We still have freedom of speech do we not? This may be a 'house' with a new landlord, but we are still the tenants yeah?

Is it ok to mention HBT but not other Australian ones? ... I'm confused.


----------



## bum (3/8/13)

Yob said:


> Is it ok to mention HBT but not other Australian ones? ... I'm confused.


That would be entirely consistent with his...request(?).


----------



## Yob (3/8/13)

Freedom of speech? It's silly to think we don't know of these other unmentionables but we choose to be here, in that, nothing changes.

Being told we can't discuss other places is silly, confronting and generally uncool.. 

Be strong and confident and the cows will come home, try and enforce something (restrictive) without need and there will be mutiny.

Just my point of View of course and may not be worth the nickel it's stamped on.


----------



## slash22000 (3/8/13)

Man AHB really loves conspiracy theories. There's a new one every day. US takeover conspiracy, a-certain-banned-user conspiracy, sponsorship banners disappearing conspiracy, now "discussing other forums" conspiracy ... Bloke just said it would be nice if you didn't go on about how great other forums are compared to AHB, on AHB. Seems like a pretty reasonable request to me. Of course if people started being banned for talking about other forums, that would be a different story.


----------



## bum (3/8/13)

Yeah, I don't understand the word "conspiracy" (or "theory" for that matter) either.


----------



## Rowy (3/8/13)

Yob said:


> Freedom of speech? It's silly to think we don't know of these other unmentionables but we choose to be here, in that, nothing changes.
> Being told we can't discuss other places is silly, confronting and generally uncool..
> Be strong and confident and the cows will come home, try and enforce something (restrictive) without need and there will be mutiny.
> Just my point of View of course and may not be worth the nickel it's stamped on.


Australians are funny about this sort of stuff............very funny about it in fact........I'm a supporter but no one will restrict me talking about what I want to. If it's lawful I will talk about it..........First time i've felt uncomfortable here and I count the million times I've been told to get rooted in that!


----------



## Cocko (3/8/13)

Rowy said:


> Australians are funny about this sort of stuff............very funny about it in fact........I'm a supporter but no one will restrict me talking about what I want to. If it's lawful I will talk about it..........First time i've felt uncomfortable here and I count the million times I've been told to get rooted in that!

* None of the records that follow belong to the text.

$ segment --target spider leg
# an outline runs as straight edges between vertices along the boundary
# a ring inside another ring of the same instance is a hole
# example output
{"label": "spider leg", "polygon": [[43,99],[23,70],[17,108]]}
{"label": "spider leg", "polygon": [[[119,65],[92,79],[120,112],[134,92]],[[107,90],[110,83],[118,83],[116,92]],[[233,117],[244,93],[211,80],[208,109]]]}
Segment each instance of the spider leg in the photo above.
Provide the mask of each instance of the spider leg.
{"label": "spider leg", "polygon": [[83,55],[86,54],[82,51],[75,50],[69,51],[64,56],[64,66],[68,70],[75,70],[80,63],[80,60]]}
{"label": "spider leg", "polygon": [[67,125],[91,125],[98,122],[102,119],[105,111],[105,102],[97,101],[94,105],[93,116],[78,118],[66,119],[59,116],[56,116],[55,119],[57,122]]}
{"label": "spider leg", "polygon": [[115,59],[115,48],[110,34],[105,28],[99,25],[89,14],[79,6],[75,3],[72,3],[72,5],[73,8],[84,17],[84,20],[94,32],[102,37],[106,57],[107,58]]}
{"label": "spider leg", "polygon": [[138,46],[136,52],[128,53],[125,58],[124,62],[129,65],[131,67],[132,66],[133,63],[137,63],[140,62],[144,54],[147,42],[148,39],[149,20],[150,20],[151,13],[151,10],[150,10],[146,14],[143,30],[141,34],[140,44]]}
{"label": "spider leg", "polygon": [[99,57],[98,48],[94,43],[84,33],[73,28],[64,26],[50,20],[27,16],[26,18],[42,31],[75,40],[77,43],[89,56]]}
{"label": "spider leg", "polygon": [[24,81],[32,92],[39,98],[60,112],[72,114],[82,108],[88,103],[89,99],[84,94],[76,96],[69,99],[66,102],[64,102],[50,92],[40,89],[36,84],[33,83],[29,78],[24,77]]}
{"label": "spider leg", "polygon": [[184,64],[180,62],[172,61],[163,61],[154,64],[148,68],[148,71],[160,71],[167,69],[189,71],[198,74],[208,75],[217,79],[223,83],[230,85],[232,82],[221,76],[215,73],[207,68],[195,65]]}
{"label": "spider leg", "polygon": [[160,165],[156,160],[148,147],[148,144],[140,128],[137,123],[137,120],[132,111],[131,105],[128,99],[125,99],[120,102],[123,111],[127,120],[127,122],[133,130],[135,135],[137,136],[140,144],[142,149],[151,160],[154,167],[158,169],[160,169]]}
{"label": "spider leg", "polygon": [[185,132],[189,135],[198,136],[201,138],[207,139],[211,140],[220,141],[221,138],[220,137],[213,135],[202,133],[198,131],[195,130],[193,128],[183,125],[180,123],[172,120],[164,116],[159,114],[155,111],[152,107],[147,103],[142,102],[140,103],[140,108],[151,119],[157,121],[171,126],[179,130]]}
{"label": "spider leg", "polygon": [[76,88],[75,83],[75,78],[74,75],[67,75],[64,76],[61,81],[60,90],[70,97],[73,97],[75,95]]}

So bail to another site is the only option is it?


----------



## bum (3/8/13)

Cocko said:


> another site


What's one of those?


----------



## dougsbrew (3/8/13)

Objection your honour, he is leading the witness!


----------



## Cocko (3/8/13)

I wish I had the internet.


----------



## Yob (3/8/13)

There can be only one


----------



## dougsbrew (3/8/13)

Yob said:


> There can be only one


----------



## Camo6 (3/8/13)

bum said:


> To be entirely fair, this is not the case. Neither before nor after.
> 
> The issue is quality not quantity.


Yeah. Poor choice of words. Fairly moderated was enough, well from my perspective anyway.


----------



## AHB_Admin (7/8/13)

bum said:


> Really? We're supposed to pretend that the rest of the internet doesn't exist? Especially the bits of it that are relevant to the one thing we have in common?


Yes please.


----------



## Rowy (7/8/13)

austin said:


> Yes please.


Be careful here Austin.........or study Australians more closely......just my 2c............


----------



## DU99 (7/8/13)

Amazing we haven't banned ebay and website deals thread sites..or you talking about other brew sites..as pauline hanson would say
"please explain" http://www.youtube.com/watch?v=SUlu-HlDzgA


----------



## slash22000 (7/8/13)

Man, Austin, you really should have just let this one lie.


----------



## breakbeer (7/8/13)

I've been a member, moderator & admin for a couple of forums & it has ALWAYS been the case that you don't discuss other forums that are related to the same topic

It was never harshly enforced, but most people just saw it as 'good manners'


----------



## Online Brewing Supplies (7/8/13)

Good manners and beer, uummm, not likely to happen.
Nev


----------



## bradsbrew (7/8/13)

austin said:


> Will mentioning another forum get you banned? Well if I did that I would never hear the end of it, *so no, but please don't. I'm not going into your homes and telling people how much you suck and where else they could go. *
> 
> That being said I've said many times the code is under review, and we're having to move and change things to determine the issues.
> 
> We have a good lead on the recipes, but wiki is still broke and I'm having to find a developer for that alone as the one I contacted is to busy right now to help.





bum said:


> Really? We're supposed to pretend that the rest of the internet doesn't exist? Especially the bits of it that are relevant to the one thing we have in common?





Yob said:


> Discussion of other forums is not permitted? Didn't see that in the update / clarification of rulez..
> 
> We still have freedom of speech do we not? This may be a 'house' with a new landlord, but we are still the tenants yeah?
> 
> Is it ok to mention HBT but not other Australian ones? ... I'm confused.





Rowy said:


> Australians are funny about this sort of stuff............very funny about it in fact........I'm a supporter but no one will restrict me talking about what I want to. If it's lawful I will talk about it..........First time i've felt uncomfortable here and I count the million times I've been told to get rooted in that!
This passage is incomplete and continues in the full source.